Obama's aunt Zeituni Onyango granted asylum

Barack Obama's aunt Zeituni Onyango and the public housing development where she had been residing on Flaherty Way on November 2, 2008 in Boston, Massachusetts. FILE | NATION

An aunt of US President Barack Obama has been given permission to remain in America after applying for political asylum a second time, her lawyers say.

Zeituni Onyango, a Kenyan half-sister of Mr Obama's late father, continued to live in public housing in Boston after losing her first application in 2004.

She applied again after her illegal status was made public during Mr Obama's presidential campaign in 2008.

Mr Obama said at the time he did not know his aunt was in America illegally.

People who seek asylum in the US must show that they face persecution in their homeland on the basis of religion, race, nationality, political opinion or membership of a social group.

The basis for her asylum request was never made public but one of her lawyers, Margaret Wong of Cleveland, said last year that Ms Onyango had first applied for asylum "due to violence in Kenya".

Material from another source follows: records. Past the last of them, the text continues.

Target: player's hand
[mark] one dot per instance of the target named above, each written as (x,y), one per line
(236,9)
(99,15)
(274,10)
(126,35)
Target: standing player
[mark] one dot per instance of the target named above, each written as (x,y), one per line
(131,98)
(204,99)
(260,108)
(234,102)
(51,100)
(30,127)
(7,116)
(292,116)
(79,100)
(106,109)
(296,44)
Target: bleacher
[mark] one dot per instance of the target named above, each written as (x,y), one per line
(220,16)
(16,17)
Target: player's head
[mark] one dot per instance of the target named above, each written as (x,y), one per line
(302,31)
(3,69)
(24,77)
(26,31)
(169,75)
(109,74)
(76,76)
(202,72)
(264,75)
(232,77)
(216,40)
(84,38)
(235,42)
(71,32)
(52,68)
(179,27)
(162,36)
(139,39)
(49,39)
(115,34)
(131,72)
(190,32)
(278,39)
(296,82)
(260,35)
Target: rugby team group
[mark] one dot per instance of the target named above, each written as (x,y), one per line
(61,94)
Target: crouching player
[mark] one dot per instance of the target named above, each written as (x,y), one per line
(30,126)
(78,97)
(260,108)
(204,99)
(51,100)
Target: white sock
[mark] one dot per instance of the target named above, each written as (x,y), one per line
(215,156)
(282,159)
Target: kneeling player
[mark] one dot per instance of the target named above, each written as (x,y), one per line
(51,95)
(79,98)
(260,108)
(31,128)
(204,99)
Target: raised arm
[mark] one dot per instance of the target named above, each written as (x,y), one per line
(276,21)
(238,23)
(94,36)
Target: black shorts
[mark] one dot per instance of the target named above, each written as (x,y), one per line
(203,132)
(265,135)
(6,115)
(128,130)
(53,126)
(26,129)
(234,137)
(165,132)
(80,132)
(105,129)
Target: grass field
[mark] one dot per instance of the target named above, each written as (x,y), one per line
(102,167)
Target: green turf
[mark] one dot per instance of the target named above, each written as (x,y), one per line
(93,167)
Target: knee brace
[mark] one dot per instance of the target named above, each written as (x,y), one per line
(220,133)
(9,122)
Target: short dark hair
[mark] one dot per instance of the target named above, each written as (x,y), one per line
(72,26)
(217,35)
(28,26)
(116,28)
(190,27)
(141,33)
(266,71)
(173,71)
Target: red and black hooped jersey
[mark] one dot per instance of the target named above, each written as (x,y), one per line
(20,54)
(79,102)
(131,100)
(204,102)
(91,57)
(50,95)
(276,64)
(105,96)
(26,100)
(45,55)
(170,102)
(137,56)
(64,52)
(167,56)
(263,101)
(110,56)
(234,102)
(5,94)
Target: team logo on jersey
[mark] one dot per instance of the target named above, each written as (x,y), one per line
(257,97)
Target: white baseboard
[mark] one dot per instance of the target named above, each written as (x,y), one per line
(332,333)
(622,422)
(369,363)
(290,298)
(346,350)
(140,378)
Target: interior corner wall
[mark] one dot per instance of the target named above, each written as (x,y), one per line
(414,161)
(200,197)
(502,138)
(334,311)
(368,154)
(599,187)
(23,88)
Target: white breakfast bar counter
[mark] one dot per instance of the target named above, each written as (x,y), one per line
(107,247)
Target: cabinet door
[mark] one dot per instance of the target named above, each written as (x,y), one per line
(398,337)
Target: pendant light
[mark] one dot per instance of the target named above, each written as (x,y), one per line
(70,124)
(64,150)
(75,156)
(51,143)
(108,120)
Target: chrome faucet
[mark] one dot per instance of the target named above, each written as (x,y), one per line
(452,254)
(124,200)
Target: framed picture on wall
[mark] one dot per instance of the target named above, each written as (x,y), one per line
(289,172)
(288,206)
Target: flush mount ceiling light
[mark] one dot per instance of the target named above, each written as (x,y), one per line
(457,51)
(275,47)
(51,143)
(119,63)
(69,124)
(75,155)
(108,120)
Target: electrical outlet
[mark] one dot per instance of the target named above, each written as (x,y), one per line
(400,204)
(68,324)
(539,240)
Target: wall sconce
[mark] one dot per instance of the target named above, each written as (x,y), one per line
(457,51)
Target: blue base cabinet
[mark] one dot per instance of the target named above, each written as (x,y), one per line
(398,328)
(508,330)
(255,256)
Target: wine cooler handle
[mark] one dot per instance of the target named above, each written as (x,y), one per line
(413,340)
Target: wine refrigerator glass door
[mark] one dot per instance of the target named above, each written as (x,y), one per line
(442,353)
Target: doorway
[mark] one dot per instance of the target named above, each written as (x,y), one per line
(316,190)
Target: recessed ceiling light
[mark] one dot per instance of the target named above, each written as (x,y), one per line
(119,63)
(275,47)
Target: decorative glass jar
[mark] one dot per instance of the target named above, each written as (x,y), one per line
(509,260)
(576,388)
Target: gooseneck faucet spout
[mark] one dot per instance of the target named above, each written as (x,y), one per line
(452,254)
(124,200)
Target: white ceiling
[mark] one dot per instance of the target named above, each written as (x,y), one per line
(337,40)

Her lawyers said on Monday she planned to apply for a work visa and could apply for a green card after she got it.

The US president first met his father's side of the family when he travelled to Africa more than 20 years ago.

Describing the visit in a memoir, he talks of Ms Onyango, whom he calls Auntie Zeituni, as a proud woman.

Ms Onyango visited the family in Chicago on a tourist visa at Mr Obama's invitation about 10 years ago, stopping to visit friends on the east coast before returning to Kenya.

In 2004 she attended Mr Obama's swearing-in to the US Senate but campaign officials say he did not help get her a tourist visa.